From 3a2ab978af8f4645fd95d9dddd2a9f392faf427e Mon Sep 17 00:00:00 2001
From: reeshapatel12
Date: Sat, 18 Apr 2026 17:17:01 -0400
Subject: [PATCH 60/60] add to system prompt that all model elements that have
links leading to identifiers.org should be underlined with a link available,
and no other elements should have links
---
backend/app/utils/bmdb_system_prompt.py | 7 +++----
backend/app/utils/system_prompt.py | 7 +++++--
2 files changed, 8 insertions(+), 6 deletions(-)

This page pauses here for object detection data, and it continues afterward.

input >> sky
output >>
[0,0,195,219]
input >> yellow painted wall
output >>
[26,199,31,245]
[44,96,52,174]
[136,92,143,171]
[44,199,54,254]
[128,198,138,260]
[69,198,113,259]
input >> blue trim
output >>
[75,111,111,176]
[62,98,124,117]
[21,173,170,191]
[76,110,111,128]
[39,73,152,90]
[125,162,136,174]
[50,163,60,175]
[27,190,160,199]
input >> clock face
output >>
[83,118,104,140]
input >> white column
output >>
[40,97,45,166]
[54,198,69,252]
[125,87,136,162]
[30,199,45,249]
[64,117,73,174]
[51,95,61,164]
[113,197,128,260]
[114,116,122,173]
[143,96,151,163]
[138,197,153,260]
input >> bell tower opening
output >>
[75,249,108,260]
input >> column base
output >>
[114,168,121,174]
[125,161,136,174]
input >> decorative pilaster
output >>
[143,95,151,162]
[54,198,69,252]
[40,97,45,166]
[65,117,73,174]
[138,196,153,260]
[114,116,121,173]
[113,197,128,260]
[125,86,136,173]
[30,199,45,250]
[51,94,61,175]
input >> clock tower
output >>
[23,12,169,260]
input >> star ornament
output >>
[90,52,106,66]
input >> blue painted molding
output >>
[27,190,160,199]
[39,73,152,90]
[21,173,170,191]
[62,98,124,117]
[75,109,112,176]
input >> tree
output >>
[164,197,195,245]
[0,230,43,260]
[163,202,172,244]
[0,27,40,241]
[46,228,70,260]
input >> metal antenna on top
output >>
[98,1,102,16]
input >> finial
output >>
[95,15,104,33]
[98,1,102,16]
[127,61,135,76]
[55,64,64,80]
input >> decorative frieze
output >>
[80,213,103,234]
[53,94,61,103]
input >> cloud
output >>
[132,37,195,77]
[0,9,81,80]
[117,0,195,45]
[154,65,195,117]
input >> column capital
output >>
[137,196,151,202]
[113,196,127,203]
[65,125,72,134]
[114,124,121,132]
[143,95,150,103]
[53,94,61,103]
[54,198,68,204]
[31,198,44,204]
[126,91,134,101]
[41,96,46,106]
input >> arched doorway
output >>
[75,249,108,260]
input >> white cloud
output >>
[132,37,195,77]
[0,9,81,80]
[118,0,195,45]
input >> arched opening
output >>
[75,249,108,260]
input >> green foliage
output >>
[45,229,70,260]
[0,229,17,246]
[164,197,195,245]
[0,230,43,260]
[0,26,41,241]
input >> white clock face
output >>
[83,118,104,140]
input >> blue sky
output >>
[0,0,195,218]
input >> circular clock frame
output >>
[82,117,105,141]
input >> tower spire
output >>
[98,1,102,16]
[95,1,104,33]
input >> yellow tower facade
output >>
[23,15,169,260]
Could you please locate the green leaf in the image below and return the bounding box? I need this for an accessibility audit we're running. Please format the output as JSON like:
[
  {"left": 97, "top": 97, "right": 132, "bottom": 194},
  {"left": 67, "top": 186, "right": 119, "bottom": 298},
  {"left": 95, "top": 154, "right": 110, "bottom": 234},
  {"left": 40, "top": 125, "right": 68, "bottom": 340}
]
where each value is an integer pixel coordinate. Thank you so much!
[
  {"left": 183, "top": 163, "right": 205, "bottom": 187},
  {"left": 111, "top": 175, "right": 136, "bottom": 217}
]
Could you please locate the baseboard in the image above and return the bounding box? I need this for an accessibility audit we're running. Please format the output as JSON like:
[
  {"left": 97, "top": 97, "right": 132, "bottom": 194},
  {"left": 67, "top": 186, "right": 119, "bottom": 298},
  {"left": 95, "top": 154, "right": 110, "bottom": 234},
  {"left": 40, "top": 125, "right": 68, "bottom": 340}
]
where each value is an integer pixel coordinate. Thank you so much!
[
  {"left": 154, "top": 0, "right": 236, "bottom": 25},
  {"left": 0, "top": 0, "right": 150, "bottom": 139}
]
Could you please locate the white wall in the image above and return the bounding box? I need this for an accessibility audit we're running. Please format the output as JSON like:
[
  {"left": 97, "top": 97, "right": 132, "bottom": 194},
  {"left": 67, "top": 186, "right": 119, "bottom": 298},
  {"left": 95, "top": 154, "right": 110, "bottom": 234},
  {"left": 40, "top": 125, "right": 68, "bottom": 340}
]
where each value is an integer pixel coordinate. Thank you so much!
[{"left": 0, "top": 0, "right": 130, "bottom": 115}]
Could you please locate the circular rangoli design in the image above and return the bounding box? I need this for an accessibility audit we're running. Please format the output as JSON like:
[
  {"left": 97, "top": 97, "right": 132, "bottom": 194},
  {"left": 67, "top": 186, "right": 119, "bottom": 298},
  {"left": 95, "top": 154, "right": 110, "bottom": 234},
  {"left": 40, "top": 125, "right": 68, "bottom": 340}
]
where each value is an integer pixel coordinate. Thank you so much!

diff --git a/backend/app/utils/bmdb_system_prompt.py b/backend/app/utils/bmdb_system_prompt.py
index 3b76ef3..d93d6db 100644
--- a/backend/app/utils/bmdb_system_prompt.py
+++ b/backend/app/utils/bmdb_system_prompt.py
@@ -1,14 +1,13 @@
BMDB_SYSTEM_PROMPT = """
## Formatting Guidelines for Biomodels
-Ignore all previous instructions.
You MUST follow this exact output format. Do NOT modify, omit, or reorder any fields.
-ALWAYS use the provided name and biomodelID exactly. Format the name as [name](/search/bmdbID).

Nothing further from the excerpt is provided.